Flow cytometry analysis using at the poly(3-hydroxybutyrate-co-3-hydrovalerate) microspheres for drug delivery system

Microspheres can be prepared simply by the W1/O/W2 double emulsion-solvent evaporation method. The glycerol density gradient method can be utilized with a homogenizer to produce and separate out homogenized microspheres, with the desired size. Flow cytometer is utilized to measure not only the uniformity of the size of microspheres but also analytical instruments are used to measure their release of drugs. The diameters of microsphere reached the 5 μm–10 μm range when they were prepared with 1% (w/v) P(3HB-co-5%3HV) at a homogenizer speed of 3000 rpm. The microspheres that were separated using the glycerin gradient method and extracted in the 25% concentration zone reveal the size homogeneity determined by flow cytometry analysis. The best microsphere degradation rates were approximately 80% after 72 h of enzyme degradation, as measured using a spectrophotometer, to elucidate the drug-releasing effect of the microspheres. The concentration of trypan blue in the supernatant fluid increased with the duration of the experiment. P(3HB-co-5%3HV)-prepared microspheres with diameters of around 10 μm were engulfed by cells in the cell culture experiments.
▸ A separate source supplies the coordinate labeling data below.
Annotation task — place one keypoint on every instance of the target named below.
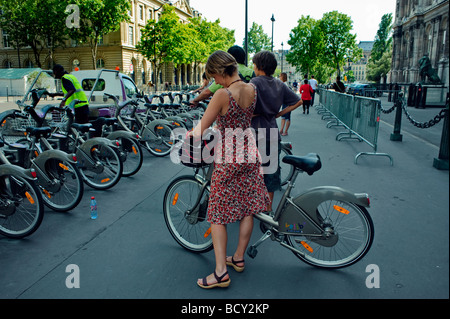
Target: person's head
(238, 53)
(222, 64)
(58, 71)
(265, 61)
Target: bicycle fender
(125, 134)
(10, 169)
(90, 143)
(293, 222)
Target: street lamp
(154, 45)
(273, 20)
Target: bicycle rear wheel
(71, 186)
(21, 207)
(189, 228)
(110, 171)
(133, 156)
(353, 227)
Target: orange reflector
(307, 247)
(341, 210)
(47, 193)
(175, 199)
(30, 199)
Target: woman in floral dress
(237, 184)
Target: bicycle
(326, 227)
(58, 177)
(21, 204)
(155, 135)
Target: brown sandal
(219, 283)
(233, 263)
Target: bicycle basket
(196, 153)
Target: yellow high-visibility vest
(79, 93)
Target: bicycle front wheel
(132, 156)
(21, 207)
(352, 236)
(161, 143)
(188, 226)
(109, 170)
(71, 186)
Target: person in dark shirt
(339, 86)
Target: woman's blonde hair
(221, 63)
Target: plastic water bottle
(93, 208)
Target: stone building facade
(116, 50)
(421, 27)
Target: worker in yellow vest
(72, 90)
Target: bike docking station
(359, 115)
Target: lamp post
(154, 44)
(273, 20)
(246, 33)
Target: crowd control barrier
(360, 116)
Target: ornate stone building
(420, 28)
(117, 49)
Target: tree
(257, 39)
(166, 40)
(306, 41)
(207, 38)
(380, 59)
(97, 18)
(339, 43)
(38, 24)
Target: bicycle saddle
(82, 127)
(39, 131)
(310, 163)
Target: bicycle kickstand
(252, 250)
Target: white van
(97, 82)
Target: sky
(366, 15)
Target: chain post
(441, 162)
(396, 136)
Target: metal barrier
(359, 115)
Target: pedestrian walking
(286, 118)
(313, 83)
(272, 93)
(306, 91)
(237, 188)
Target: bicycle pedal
(252, 251)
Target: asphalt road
(128, 253)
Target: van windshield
(130, 87)
(88, 84)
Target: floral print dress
(237, 183)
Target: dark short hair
(265, 61)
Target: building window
(130, 35)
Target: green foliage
(340, 44)
(380, 60)
(306, 41)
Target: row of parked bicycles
(46, 158)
► Poly(3-hydroxybutyrate-co-5%3-hydroxyvalerate) (P3HB-co-5%3HV) micro-spheres can be prepared by W1/O/W2 emulsion solvent evaporation method.
► The glycerol density gradient method can be utilized with a homogenizer to produce and separate out homogenized microspheres, with the desired size.
► Flow cytometer is utilized to measure not only the uniformity of the size of microspheres but also analytical instruments are used to measure their release of drugs.
► The best microsphere degradation rates were approximately 80% after 72 h of enzyme degradation.